Attraktivität und Talent kommen von innen

Attraktive Arbeitgeberinnen entstehen von innen – mit ehrlicher Führung und klaren Karriereperspektiven.

Die Kommunikationsbranche beherrscht das Storytelling für andere – doch für sich selbst nutzt sie dieses Talent kaum. Claudia Ziltener, LSA-Vorstandsmitglied und Leiterin der Arbeitsgruppe «Arbeitgebermarke & Talente», zeigt im aktuellen Persönlich, wo Agenturen ansetzen müssen: bei ehrlicher Führungskultur, klaren Karrierewegen und gezielter Förderung von Mid-Level-Führungspersonen.

15.07.2026

Die grösste Herausforderung unserer Branche liegt nicht in erster Linie darin, passende Talente zu finden, sondern darin, Arbeitsrealitäten zu schaffen, die Talente langfristig binden und entwickeln.
Die LSA-Arbeitsgruppe «Arbeitgebermarke & Talente» unter der Leitung von Claudia Ziltener, LSA-Vorstandsmitglied und Group Account Director sowie Mitglied der Geschäftsleitung bei thjnk Zürich AG, adressiert dies mit zwei konkreten Formaten: Ein Impulsseminar zeigt Best Practices zur Arbeitgeberattraktivität und macht erfolgreiche Ansätze für alle Mitglieder zugänglich. Ergänzend stärkt ein Führungskurs gezielt Mid-Level- und Senior-Personen in ihrer Rolle als Führungskräfte und unterstützt sie dabei, Talente wirksam zu fördern.

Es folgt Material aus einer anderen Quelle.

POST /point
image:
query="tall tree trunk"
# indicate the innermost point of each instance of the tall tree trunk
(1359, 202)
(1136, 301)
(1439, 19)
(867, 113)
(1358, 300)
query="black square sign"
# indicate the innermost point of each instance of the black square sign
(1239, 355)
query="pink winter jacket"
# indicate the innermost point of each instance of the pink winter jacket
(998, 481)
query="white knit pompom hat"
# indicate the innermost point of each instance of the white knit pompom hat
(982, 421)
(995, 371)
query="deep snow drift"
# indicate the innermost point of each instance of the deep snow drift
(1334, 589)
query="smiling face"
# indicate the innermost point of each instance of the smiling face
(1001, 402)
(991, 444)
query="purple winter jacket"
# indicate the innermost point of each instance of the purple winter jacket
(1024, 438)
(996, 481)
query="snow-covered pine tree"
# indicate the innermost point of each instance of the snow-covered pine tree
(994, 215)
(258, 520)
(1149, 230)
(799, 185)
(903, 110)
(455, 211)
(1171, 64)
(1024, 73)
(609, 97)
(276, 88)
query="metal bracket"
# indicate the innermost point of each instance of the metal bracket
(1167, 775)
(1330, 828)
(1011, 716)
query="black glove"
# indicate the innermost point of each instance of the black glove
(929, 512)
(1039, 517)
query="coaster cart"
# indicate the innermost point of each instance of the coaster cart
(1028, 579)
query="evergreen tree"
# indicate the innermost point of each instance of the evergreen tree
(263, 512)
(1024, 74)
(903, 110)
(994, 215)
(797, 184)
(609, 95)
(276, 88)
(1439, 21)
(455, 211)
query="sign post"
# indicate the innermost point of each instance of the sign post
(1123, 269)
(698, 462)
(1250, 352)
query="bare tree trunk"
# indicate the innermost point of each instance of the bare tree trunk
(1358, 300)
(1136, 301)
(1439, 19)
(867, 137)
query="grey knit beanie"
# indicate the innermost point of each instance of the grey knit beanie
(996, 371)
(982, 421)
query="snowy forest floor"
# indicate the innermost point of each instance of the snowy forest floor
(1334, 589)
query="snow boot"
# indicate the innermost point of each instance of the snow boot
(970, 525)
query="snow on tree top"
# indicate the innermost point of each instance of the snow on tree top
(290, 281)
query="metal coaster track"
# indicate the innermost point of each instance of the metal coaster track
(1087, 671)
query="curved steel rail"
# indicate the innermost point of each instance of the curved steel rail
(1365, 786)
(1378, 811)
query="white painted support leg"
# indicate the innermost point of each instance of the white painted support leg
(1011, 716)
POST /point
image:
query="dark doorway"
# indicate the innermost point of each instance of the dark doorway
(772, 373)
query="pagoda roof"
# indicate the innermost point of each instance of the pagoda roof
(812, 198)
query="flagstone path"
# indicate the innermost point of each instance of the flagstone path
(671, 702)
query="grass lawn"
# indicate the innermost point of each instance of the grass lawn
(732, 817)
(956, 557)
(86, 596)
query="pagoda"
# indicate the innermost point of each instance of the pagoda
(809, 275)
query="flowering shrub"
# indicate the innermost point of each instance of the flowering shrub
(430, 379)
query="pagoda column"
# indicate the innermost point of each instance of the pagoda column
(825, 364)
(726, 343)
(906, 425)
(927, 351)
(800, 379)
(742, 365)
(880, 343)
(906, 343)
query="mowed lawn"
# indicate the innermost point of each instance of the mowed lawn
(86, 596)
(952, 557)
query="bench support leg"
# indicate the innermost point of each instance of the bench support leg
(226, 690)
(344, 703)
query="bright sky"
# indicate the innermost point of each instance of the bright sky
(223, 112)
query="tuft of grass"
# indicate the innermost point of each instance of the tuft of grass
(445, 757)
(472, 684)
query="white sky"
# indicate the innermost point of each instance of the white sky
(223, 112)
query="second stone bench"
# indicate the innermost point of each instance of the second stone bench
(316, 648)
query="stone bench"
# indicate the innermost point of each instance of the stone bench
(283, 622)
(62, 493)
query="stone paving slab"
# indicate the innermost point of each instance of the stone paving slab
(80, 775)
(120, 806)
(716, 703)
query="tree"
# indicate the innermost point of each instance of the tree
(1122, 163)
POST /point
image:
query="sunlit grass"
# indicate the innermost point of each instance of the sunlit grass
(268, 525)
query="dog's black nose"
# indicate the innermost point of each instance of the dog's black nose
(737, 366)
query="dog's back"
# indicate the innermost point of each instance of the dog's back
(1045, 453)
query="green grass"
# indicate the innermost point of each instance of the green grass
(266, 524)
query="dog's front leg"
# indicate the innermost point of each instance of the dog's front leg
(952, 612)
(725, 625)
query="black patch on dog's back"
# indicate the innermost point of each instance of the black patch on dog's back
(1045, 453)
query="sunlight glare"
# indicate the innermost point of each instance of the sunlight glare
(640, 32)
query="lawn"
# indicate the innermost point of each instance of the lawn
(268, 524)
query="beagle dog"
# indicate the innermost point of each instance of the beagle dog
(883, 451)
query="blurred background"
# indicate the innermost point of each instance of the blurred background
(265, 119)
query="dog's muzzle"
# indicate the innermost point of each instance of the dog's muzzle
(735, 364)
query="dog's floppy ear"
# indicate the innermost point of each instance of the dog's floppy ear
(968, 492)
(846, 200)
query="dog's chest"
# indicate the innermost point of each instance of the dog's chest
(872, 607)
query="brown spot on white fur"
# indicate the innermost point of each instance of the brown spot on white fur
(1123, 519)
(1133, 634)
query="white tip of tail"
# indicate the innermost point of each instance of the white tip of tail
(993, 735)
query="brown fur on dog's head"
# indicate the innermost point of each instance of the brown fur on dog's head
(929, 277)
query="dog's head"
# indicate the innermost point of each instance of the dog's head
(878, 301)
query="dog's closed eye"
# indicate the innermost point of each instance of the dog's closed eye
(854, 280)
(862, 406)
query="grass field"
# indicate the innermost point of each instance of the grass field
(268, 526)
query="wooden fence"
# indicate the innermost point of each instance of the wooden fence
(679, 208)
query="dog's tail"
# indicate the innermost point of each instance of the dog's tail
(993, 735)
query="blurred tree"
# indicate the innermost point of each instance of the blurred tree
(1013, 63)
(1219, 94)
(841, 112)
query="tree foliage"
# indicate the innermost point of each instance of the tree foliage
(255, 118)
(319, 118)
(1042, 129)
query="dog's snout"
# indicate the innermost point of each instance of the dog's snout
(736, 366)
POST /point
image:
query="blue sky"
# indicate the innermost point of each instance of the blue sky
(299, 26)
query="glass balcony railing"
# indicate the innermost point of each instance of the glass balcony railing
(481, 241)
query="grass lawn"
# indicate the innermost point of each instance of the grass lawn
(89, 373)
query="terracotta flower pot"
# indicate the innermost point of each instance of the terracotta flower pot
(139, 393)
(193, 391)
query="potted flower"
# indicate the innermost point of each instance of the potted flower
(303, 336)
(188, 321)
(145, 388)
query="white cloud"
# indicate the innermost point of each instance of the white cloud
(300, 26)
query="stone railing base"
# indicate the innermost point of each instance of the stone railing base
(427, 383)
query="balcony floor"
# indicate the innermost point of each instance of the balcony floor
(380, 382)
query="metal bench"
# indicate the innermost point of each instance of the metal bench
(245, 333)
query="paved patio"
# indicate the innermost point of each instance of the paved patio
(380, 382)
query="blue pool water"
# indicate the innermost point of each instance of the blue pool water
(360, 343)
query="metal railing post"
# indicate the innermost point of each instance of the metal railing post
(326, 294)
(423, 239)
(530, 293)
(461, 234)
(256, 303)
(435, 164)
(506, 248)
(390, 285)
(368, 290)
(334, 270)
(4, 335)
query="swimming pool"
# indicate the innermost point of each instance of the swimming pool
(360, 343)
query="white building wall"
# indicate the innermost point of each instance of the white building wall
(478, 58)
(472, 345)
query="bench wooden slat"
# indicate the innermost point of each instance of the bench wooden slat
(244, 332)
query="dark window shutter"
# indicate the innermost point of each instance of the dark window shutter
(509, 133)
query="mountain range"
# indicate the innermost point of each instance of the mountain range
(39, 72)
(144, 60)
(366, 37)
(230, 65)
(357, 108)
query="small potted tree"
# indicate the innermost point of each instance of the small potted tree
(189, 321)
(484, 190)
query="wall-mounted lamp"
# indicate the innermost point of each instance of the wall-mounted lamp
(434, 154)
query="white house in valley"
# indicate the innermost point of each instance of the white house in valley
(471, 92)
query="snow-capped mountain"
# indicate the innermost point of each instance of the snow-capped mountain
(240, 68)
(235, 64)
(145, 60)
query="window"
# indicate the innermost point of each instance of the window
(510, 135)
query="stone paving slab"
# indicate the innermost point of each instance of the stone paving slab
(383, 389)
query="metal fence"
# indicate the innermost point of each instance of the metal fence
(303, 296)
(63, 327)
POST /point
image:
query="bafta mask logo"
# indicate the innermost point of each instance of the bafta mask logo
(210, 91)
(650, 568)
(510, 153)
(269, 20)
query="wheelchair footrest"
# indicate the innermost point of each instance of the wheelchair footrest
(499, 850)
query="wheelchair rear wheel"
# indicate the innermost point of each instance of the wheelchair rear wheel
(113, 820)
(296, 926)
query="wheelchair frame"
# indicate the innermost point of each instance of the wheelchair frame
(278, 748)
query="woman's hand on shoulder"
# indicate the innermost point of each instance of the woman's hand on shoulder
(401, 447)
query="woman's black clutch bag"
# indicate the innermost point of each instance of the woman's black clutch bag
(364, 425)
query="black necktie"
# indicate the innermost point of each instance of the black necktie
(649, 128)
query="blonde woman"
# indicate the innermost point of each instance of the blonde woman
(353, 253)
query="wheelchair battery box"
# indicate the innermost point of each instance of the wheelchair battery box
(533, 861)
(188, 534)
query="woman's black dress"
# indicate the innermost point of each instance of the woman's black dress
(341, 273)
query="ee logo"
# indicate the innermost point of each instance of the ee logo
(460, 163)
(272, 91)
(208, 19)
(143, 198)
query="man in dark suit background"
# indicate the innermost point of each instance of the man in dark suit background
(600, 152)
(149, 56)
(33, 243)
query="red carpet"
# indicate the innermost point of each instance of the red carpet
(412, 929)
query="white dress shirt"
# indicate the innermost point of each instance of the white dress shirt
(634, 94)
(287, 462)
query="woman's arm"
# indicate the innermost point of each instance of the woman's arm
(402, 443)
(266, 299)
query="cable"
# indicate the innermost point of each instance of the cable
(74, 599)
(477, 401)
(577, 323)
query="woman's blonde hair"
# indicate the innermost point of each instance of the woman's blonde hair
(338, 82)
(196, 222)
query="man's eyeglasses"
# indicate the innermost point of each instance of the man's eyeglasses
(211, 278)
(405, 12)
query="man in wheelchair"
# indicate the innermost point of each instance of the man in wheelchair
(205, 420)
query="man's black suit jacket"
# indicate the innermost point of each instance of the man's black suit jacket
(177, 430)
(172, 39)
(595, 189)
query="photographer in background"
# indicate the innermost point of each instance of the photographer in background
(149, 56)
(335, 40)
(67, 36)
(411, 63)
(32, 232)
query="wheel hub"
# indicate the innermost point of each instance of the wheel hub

Die Werbe- und Kommunikationsbranche beherrscht eine Disziplin wie kaum eine andere: für Marken und Unternehmen grossartige Geschichten zu erzählen.
Leider verpasst sie die Chance, dieses Erzähltalent für sich selbst zu nutzen. Die Gründe sind vielfältig.

Dabei gibt die Branche so viel her. Wer hier arbeitet, kennt die Momente, in denen aus einer Idee etwas wird, das Menschen berührt, Haltung zeigt oder Märkte verändert. Die Energie, die entsteht, wenn man mit Unternehmen zusammenarbeitet, die wirklich etwas aufbauen wollen. Und das Gefühl, wenn die Arbeit das Licht der Welt erblickt.
Diese Branche hat das Potenzial, zu wachsen, herausragende Arbeit zu leisten und Menschen anzuziehen, die mit Freude, Kreativität und Fokus etwas bewegen wollen. Aber das gelingt nur, wenn die Voraussetzungen stimmen. Und genau hier liegt noch einiges drin.

Die LSA-Arbeitsgruppe Arbeitgebermarke & Talente mit Raphael Bühler (Bühler & Bühler), Beat Krebs (Omnicom Media Switzerland), Manuel Siciliano (Dentsu), Raul Serrat (Serviceplan Suisse) und mir im Vorsitz hat sich dieses Jahr folgenden zwei Fragen verschrieben. Wie werden Agenturen zu attraktiveren Arbeitgeberinnen? Und wie fördern wir den Nachwuchs, der bereits Teil unserer Branche ist?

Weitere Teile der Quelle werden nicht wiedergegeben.